Among the study population, 14.3% of the subject were current smokers, 36.5% of the subject were current drinkers, 67.4% of the subject exercised less than three times per week, and 48.3%, 19.4%, and 3.2% of patients had family histories of hypertension, diabetes mellitus, and premature cardiac death, respectively.
Diabetes mellitus and dyslipidemia were present in 11.6% and 65.7% of patients, respectively. Coronary artery disease was present in 7.9% of patients and 8.7% of patients had a stroke previously. Metabolic syndrome could be assessed in only 910 subjects due to a lack of data, but 34.3% of these patients had metabolic syndrome without diabetes mellitus.
As shown in Table 1, the prevalences of optimal BP, normal BP, high normal BP, grade 1 hypertension, grade 2 hypertension, and grade 3 hypertension were 3.0%, 5.6%, 6.4%, 53.6%, 20.7%, and 10.7%, respectively. Only 7.0% (n = 136) of subjects had no cardiovascular risk factors, and only 3.5% of subjects had grade 1 or hypertension without risk factor.
As shown in Tables 1 and 2, 34.1% of patients were treated with antihypertensive medication. As shown in Table 2, the treated subjects were older, more obese, and had higher CBP and lower HDL levels. The prevalence of drinking and smoking, as well as cholesterol levels, were reduced in the treated group; however, a previous history of cardiovascular disease and a higher GCR profile were more frequent.
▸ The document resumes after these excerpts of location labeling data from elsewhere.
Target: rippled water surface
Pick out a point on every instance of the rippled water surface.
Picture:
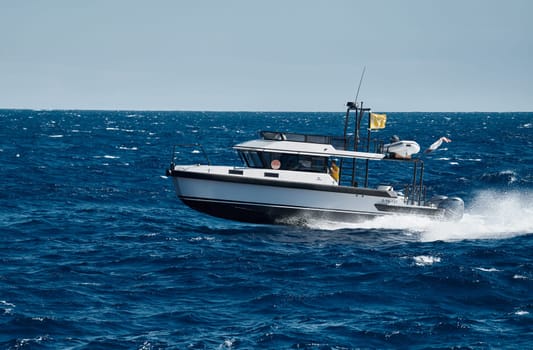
(97, 252)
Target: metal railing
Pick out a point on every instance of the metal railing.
(196, 149)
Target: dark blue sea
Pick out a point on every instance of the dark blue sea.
(97, 252)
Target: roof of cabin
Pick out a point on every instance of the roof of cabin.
(304, 148)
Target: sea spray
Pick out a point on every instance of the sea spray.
(492, 215)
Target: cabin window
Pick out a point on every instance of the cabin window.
(252, 159)
(297, 162)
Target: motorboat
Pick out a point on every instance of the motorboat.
(290, 178)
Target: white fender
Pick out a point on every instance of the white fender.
(402, 149)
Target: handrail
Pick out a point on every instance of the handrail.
(188, 145)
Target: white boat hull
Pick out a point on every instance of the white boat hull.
(270, 199)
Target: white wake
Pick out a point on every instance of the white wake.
(491, 215)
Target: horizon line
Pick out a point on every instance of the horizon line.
(239, 110)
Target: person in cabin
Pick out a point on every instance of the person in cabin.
(334, 170)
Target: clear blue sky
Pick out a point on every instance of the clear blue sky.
(275, 55)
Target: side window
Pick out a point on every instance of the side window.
(252, 159)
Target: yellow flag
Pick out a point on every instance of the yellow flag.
(377, 121)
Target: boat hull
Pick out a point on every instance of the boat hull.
(270, 201)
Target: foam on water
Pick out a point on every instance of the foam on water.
(492, 215)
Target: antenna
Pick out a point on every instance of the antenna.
(359, 87)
Global cardiovascular risk profile

As shown in Table 3, the percentage of patients with average risk, low added risk, moderate added risk, high added risk, and very high added risk was 1.5%, 8.9%, 32.1%, 32.7%, and 24.8%, respectively. Most of the parameters, with the exception of heart rate, varied as a function of risk category. The risk factors for cardiovascular disease increased as GCR increased.
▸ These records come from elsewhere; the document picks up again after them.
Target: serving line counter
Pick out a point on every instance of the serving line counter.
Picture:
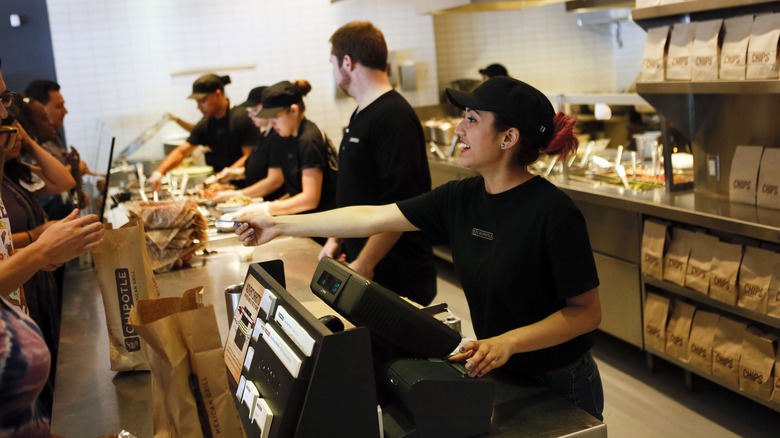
(92, 400)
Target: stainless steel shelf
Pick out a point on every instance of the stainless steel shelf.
(688, 7)
(770, 86)
(715, 379)
(704, 299)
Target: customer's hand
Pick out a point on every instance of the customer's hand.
(155, 179)
(332, 249)
(69, 238)
(254, 230)
(484, 355)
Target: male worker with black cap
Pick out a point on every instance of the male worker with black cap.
(492, 71)
(227, 131)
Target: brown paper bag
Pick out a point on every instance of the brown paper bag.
(756, 363)
(655, 316)
(776, 391)
(743, 178)
(725, 267)
(190, 392)
(762, 48)
(755, 276)
(654, 54)
(125, 276)
(706, 49)
(697, 275)
(768, 192)
(679, 330)
(700, 343)
(676, 258)
(773, 296)
(678, 62)
(726, 349)
(733, 54)
(654, 238)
Discordance between ABP and CBP in all subjects

For all subjects, WCH or treated normalized hypertension and MH were observed in 14.4% and 16.1% of patients, respectively. Concordant categories below and above diagnostic or therapeutic thresholds were observed in 23.7% and 45.8% of patients, respectively. Kappa was 0.360 (p < 0.001) with a 95% CI (0.316 to 0.403), and Cronbach’s α was 0.519 (p < 0.001) with a 95% CI (0.474 to 0.560). The distribution of these BP categories was significantly different between untreated and treated groups (p = 0.021), as shown in Fig. 1.
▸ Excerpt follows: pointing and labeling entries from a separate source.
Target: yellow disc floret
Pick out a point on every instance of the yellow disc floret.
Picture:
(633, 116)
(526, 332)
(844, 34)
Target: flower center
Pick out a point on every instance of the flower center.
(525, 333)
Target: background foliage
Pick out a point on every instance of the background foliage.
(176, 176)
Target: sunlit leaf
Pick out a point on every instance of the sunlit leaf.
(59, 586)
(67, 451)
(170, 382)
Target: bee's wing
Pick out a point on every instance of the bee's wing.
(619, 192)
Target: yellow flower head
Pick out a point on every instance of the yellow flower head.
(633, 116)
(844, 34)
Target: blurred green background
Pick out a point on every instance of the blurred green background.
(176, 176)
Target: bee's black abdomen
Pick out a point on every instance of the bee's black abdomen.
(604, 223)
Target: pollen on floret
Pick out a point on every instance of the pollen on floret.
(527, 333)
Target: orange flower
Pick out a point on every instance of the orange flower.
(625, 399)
Discordance between ABP and CBP in untreated subjects

Of the 1,262 subjects (61.5%) not on antihypertensive medication, the mean age was 52.1 ± 15.3 years and 48.0% were female. Clinic systolic BP was 141.6 ± 19.7 mmHg, and clinic diastolic BP was 88.2 ± 14.1 mmHg. Daytime systolic and diastolic BPs were 135.4 ± 15.4 and 86.4 ± 11.9 mmHg, respectively, which were lower than clinic BPs (p < 0.001 for both systolic and diastolic BPs) (Table 2). The categorization of hypertension by clinic and daytime BP readings is shown in Fig. 1A. Kappa was 0.323 (p < 0.001) with a 95% CI (0.270 to 0.375), and Cronbach’s α was 0.499 (p < 0.001) with a 95% CI (0.441 to 0.552). The number of subjects with WCH was 188 (14.9%), and 222 subjects (17.6%) had MH, while 298 subjects (23.6%) were normotensive, and 554 subjects (43.9%) had sustained hypertension.

Discordance between ABP and CBP in treated hypertensive patients

The age of the 654 subjects (37.5%) on antihypertensive medication was 58.0 ± 13.2 years, and 50.5% were female. Clinic systolic BP was 144.6 ± 21.7 mmHg, and diastolic BP was 88.5 ± 15.2 mmHg. Daytime systolic and diastolic BPs were 136.3 ± 15.9 and 84.3 ± 11.4 mmHg, respectively, which were lower than the CBPs (p < 0.001 for both) (Table 2). Kappa was 0.434 (p < 0.001) with a 95% CI (0.363 to 0.504), and Cronbach’s α was 0.556 (p < 0.001) with a 95% CI (0.482 to 0.619). A total of 88 subjects (13.5%) showed a ‘treated normalized hypertension,’ and 85 subjects (13.0%) showed a reverse white-coat effect, or ‘masked’ uncontrolled hypertension. According to both CBP and ABP, 157 subjects (24.0%) were normotensive, and 324 subjects (49.5%) were hypertensive as shown in Fig. 1B.

Discordance between ABP and CBP according to GCR group

As shown in Table 4, the discordancy rate between ABP and CBP were different among the GCR groups. Kappa and Cronbach’s α coefficients in the very high added-risk group were significantly higher than those in the other three groups (Table 4). As shown in Table 5, in a multiple logistic regression analysis adjusted by age, gender, and antihypertensive medication status, the risk of WCH was significantly lower in the very high added-risk group than in the moderate added-risk group. However, the risk of MH was significantly higher in the low added-risk group than in the moderate added-risk group. The odds ratio for discordant diagnosis was significantly lower in the very high added-risk group compared to the moderate added-risk group when adjusted for age, gender, clinic SBP, and antihypertensive medication (Table 5).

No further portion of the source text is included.